It was his devotion to the little things about Salem that made Nelson Dionne Jr. stand out among his friends and peers.
Take Tom Dalton, a former reporter both at The Daily Item and the Salem News. He once went to Dionne’s house for a story about an old Salem restaurant. Not only did Dionne remember the restaurant, “he walked over to a file cabinet and pulled out its menu. That was Nelson. He had everything.”
Dionne died Sunday, Jan. 23, at the age of 74, after having held off Parkinson’s Disease and cancer for as long as he possibly could, said his wife, Bonnie Hurd Smith.
“His doctors used to call him a medical miracle,” she said. “Parkinson’s, cancer, knee replacements, eye surgery … there were so many things he was treated for. He’d always say ‘we have to get through this. I work too.’ He was incredible.”
Dionne, a retired Salem police officer, may have lived in Peabody but he was Salem through and through, say those who knew him best.
“He had a way to get into the real ephemera about Salem, not just in its history but in what was going on now,” said John Andrews, founder of the Creative Collective.
“His view was that everything that happens in the city matters,” Andrews said. “His passion for telling the story of what Salem is, and where it’s going, was so inspiring and hopeful. Plus, he always had a quick quip or a story about a building, location, a park, or some building where I was doing an event. It was great to have access to such history.”
Dionne’s love of local history was first sparked in a Salem High civics class.
“What started as a postcard hobby grew over 60 years into a massive collection about Salem’s industrial century to the present,” his wife wrote in his obituary. “He generously provided these items plus his significant store of information to reporters, students, authors, and Salem organizations. He was frequently seen around Salem picking up present-day paper items (“Save today for tomorrow!” was one of his favorite expressions).”
He was especially generous to Salem State University, to which he donated his massive archive.

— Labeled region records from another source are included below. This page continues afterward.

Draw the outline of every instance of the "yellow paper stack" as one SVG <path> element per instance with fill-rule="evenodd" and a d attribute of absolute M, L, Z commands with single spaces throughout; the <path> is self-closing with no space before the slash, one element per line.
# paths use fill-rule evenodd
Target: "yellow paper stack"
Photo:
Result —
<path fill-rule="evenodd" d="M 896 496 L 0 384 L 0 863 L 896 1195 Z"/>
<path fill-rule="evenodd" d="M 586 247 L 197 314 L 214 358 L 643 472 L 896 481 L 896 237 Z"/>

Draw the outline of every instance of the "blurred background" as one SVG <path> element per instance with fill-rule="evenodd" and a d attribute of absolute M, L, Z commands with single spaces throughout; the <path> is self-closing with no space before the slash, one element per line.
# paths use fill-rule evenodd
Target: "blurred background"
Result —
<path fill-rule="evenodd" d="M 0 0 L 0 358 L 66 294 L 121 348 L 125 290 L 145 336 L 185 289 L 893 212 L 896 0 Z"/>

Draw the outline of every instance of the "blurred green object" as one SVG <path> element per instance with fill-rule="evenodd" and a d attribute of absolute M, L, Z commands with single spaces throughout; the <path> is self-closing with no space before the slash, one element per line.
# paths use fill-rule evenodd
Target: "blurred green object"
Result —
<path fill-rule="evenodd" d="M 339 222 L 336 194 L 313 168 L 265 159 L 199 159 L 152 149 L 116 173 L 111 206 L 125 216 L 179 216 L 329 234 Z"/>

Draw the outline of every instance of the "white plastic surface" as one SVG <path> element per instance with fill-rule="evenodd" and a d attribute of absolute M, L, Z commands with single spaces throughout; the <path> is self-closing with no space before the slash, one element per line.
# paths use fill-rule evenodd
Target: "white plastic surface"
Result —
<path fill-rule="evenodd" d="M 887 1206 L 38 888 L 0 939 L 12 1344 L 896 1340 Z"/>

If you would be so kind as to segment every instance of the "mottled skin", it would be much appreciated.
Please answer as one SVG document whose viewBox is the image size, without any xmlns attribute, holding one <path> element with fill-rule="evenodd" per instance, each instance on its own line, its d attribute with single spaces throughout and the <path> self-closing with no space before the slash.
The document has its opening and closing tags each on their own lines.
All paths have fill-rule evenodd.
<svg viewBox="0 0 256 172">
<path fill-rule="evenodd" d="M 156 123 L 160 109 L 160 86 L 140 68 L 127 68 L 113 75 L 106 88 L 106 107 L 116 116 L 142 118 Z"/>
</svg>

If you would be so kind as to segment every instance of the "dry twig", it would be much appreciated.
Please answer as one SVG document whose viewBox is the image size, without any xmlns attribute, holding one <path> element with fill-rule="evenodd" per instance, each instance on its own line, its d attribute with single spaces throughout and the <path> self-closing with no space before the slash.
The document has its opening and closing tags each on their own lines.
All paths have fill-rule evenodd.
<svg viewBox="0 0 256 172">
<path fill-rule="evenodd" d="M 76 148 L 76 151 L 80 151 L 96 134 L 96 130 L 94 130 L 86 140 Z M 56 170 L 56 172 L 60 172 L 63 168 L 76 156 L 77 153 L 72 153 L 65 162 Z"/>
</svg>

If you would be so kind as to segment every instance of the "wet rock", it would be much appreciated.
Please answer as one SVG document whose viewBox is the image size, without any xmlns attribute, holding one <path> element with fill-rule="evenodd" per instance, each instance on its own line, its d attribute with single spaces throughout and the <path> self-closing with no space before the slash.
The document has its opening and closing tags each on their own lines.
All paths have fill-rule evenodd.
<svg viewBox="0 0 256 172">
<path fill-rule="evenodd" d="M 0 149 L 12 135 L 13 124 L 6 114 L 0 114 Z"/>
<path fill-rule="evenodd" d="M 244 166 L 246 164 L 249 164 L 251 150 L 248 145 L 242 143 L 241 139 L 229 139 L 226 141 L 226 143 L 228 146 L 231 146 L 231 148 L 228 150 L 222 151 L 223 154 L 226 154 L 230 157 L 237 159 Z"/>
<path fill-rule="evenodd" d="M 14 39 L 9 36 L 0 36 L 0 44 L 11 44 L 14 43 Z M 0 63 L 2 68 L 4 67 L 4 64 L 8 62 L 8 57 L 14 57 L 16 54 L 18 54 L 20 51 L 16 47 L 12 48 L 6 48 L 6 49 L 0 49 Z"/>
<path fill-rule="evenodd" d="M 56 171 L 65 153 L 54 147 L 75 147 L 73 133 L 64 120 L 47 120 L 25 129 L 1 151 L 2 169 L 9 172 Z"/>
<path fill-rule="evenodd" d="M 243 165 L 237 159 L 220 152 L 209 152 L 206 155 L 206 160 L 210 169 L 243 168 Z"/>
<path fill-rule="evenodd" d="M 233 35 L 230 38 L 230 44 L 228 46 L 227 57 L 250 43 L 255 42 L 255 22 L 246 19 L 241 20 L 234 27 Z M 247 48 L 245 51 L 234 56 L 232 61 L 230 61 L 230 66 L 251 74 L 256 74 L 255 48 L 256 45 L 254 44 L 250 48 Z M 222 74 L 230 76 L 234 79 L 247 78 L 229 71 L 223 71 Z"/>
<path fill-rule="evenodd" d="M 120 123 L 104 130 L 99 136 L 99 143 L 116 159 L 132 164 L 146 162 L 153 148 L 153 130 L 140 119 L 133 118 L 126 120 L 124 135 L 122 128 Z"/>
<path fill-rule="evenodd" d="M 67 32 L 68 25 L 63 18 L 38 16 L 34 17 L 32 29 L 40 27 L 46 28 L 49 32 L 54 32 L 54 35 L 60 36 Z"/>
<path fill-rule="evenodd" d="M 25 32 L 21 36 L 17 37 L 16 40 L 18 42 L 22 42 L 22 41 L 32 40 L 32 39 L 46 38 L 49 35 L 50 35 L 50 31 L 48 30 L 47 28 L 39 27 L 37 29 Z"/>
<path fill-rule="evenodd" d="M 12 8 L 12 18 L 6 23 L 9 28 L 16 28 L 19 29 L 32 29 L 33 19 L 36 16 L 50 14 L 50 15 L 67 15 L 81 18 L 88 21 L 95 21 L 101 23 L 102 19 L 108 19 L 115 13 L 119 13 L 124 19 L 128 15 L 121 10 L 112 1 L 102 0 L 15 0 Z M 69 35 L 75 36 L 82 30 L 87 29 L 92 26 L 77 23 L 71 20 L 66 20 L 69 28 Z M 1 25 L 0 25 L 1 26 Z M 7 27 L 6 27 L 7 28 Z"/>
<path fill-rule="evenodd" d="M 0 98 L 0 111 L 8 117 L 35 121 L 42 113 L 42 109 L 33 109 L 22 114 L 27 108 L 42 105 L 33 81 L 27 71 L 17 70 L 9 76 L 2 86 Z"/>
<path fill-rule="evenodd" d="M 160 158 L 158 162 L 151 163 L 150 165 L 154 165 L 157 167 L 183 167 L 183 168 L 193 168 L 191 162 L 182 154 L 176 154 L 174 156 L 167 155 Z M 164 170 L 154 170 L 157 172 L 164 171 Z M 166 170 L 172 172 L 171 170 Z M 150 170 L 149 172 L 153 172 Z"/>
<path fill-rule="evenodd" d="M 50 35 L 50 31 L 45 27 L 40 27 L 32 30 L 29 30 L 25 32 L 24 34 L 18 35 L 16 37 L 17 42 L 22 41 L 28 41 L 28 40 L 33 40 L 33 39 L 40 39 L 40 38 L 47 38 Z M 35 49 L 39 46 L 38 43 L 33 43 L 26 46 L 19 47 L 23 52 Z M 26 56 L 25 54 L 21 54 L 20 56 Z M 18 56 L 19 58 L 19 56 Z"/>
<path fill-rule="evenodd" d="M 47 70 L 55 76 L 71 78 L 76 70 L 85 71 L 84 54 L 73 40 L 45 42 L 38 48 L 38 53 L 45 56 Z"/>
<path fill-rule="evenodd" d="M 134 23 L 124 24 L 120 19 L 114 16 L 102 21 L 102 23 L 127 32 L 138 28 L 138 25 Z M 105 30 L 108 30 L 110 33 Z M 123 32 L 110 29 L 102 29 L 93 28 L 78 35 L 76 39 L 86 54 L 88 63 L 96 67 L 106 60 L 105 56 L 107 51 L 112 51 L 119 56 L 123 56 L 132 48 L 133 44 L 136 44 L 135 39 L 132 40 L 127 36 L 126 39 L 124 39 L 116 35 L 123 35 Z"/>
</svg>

“He came in 2012, before the new library opened, and we discussed his collection,” said Susan Edwards, Salem State’s archivist. “It sounded like a great addition. So he handed it over when we opened our new library, and it became the first starting point for Salem history.
“It’s an extensive collection,” she said. “It’s amazing what you can find. We’ve used it for classes for high school students (and) college students; faculty members have used it for books. When he handed it over in 2013, he’d keep coming in with new things. It kept growing.”
And, said Edwards, he was relentless in buying things on eBay.
“It seems like no matter how he felt physically, he’d get on that computer and buy things,” she said. “It was a little like Christmas when he’d come in to see us.”
Unlike what one might think, Dionne’s focus was not on the witches. Nor was it on the waterfront.
“His focus is on the industrial century, after the Civil War. Everything that happened in the 1880s, 90s, early 20th century,” she said. “Also, he was really big into collecting things that were going on now. ‘Saving today for tomorrow,’ he called it.”
He and his wife did a book series on Salem history together.
He and I started a book series together a few years ago,” Hurd Smith said. “He provided the information, the material, and ideas, I did the writing, design and publishing. We had a long list of books we wanted to do.”
He may not have gotten to everything he wanted to do, but Dionne kept active right up until the end, she said.
“It was only the last couple of weeks where I couldn’t get him into the car,” she said. “He just had an incredible spirit, and he had a dry sense of humor that was unfailing right up to the end.”
“Nelson,” said Dalton, “was our own little Smithsonian.”